A recent poll reveals that 59.5% of locals do not believe that Ithaca is in need of a SWAT team. The responses are largely charged by the August 9th incident in which an Ithacan police sergeant detained two African-American teenagers, searching them and removing his firearm from his holster. Since then, an investigation has been conducted and recently shown that racial bias had nothing to do with the police officer’s actions.  Aside from speculation over bias, the epicenter of the issue is that the officer was not in a marked police car nor wearing official police depart apparal. The response from the city has been that in the last week the police department has been modifying policies to ensure that officers are always clearly identifiable when addressing a situation.

Yet for most, the story is far from over. In the last few days a new possibility for a second investigation has been announced to which Mayor Svante Myrick has said that the city will work with the community police board in any way necessary. 

And while this story has much to do with police identification, for many Ithacans it has to do with racial profiling and police brutality. The two teenagers involved were  not charged with anything and local community voices have been comparing this incident to the litany of other profiling stories exploding accross the country.
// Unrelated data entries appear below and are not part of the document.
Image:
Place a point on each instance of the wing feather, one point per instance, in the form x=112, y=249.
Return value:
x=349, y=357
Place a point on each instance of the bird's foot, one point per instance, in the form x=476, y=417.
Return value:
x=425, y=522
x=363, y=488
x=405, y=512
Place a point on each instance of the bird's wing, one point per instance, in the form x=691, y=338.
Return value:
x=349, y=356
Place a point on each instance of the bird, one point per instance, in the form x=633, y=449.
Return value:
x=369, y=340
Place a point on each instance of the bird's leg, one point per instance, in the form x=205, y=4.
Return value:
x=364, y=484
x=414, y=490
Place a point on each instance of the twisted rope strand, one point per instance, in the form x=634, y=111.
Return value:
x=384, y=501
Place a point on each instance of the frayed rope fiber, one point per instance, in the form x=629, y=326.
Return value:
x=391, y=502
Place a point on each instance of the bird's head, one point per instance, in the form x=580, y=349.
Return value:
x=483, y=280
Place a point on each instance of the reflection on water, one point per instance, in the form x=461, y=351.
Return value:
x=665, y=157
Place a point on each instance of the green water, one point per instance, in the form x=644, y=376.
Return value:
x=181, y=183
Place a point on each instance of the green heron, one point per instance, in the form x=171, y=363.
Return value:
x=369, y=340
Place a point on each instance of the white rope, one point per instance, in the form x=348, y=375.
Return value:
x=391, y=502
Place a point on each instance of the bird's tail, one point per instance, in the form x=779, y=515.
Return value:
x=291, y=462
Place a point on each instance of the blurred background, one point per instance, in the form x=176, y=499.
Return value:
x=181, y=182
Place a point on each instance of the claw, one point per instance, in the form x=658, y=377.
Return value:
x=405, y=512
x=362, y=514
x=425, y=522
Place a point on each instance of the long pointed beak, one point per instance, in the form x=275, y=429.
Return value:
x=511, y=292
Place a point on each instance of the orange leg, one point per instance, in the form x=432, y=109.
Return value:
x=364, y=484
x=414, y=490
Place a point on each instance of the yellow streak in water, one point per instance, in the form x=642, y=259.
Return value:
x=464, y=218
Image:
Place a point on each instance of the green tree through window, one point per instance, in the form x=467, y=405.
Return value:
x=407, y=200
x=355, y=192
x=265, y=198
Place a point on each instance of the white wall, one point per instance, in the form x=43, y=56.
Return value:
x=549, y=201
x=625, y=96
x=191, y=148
In an official statement, Myrick reassured Ithacans that the IPD's integrity and credibility is its own first priority and that while the IDP adheres strictly to safety first policies,  changes needed will be strongly looked at going forward.

"We will also work to modify standing police to clearly address the need in many instances for criminal investigators at a crime scene to wear an outer garmet identifying them as a police officer." said Myrick. "This policy modification will minimize confusion in critical situations while supporting IDP's department accreditation initiative." 

Chief of Police John Barber also added by saying, "I can understand why some members of our community would be concerned about this incident, which is why we conducted a full and thorough internal review."